Numerosi casi covid a pochi giorni dal Giro d’Italia 2023: i contagi avvenuti in un hotel delle Ardenne?
Il covid torna prepotentemente a far parlare di sé in gruppo prima del Giro d’Italia 2023. Se nelle scorse settimane c’erano stati alcuni sporadici casi come quelli di Michael Matthews (Team Jayco-AlUla) e Simon Clarke (Israel-PremierTech), nonché Elisa Longo Borghini (Trek-Segafredo) fra le donne, negli ultimi cinque giorni i casi si sono moltiplicati. Partendo da Sam Oomen e Tosh Van Der Sande, entrambi della Jumbo-Visma, che hanno dovuto già saltare la Liegi-Bastogne-Liegi, sono numerosi i corridori che si trovano a dover fare i conti con il virus. Giulio Ciccone e Warren Barguil sembrano al momento le vittime più illustri, non solamente per la loro caratura, ma anche perché averlo contratto in questo momento rischia seriamente di compromettere calendario e obiettivi visto che entrambi puntavano molto sulla Corsa Rosa. Come loro Henri Vandenabeele, già escluso dalla selezione del Team DSM per la sua positività.
Ma a doversi fermare (perlomeno tra coloro per i quali la ragione è stata ufficializzata in maniera chiara dal team, al netto di malattie o malesseri non specificati) sono stati anche Alexey Lutsenko (Astana Qazaqstan), nonché la coppia Cofidis composta da Ion Izagirre e Anthony Perez, che oggi non saranno al via della crono del Giro di Romandia perché a loro volta risultati positivi dopo qualche giorno di incubazione. Il che ovviamente desta preoccupazione tra i corridori attualmente impegnati nella corsa elvetica, visto che anche il kazako era della spedizione in Svizzera. Se il resto del team transalpino è risultato negativo, corridori e staff, ovviamente non è detto che non ci siano altri corridori coinvolti e potremmo scoprirlo nei prossimi giorni.
Tuttavia, questa nuova serie di casi potrebbe avere un’altra origine.
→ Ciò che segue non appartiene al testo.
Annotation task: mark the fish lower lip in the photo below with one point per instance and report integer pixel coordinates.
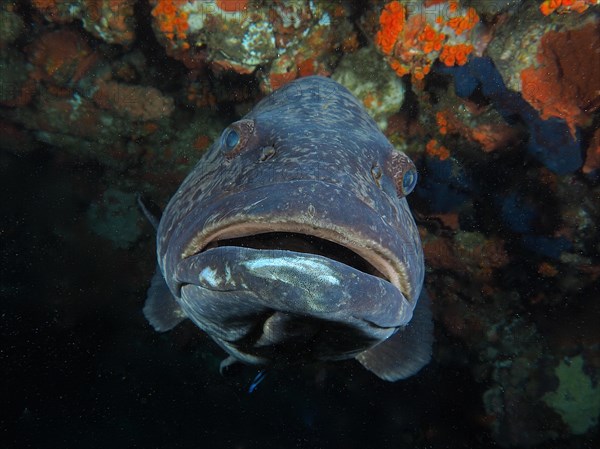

Il tratto comune di tutti questi corridori, ad eccezione di Vandenabeele fermo dal Giro dei Paesi Baschi, è infatti la partecipazione alla Freccia Vallone, il che implica ovviamente, oltre all’essersi fiancheggiati in gara, una presenza di più giorni nello stesso territorio e spesso nelle stesse strutture alberghiere. Ed è proprio su una di queste che sembra porre l’accento Nino Daniele, medico sociale della Trek – Segafredo, che in una intervista per Het Nieuwsblad commenta la situazione.
Precisando “che non sapremo mai come il virus si è diffuso”, il dottore del team statunitense si mostra abbastanza convinto che molto possa essersi svolto in uno specifico hotel in cui “la maggior parte dei corridori coinvolti” ha alloggiato nel corso della campagna delle classiche. Una struttura “molto grande, con tante stanze ma solo due ascensori”, come ha sottolineato.
Ad ogni modo, non c’è preoccupazione né allarmismo riguardo la salute dei corridori perché, secondo Daniele, il virus si è evoluto e i sintomi ormai sono simili a quelli di “una normale influenza”, anche grazie al fatto che un gran numero di persone si sono sottoposte a tre iniezioni di vaccino. “Il virus non può più essere paragonato a quella variante aggressiva e pericolosa con cui eravamo abituati a confrontarci al momento del picco pandemico”, aggiunge il dottor Daniele.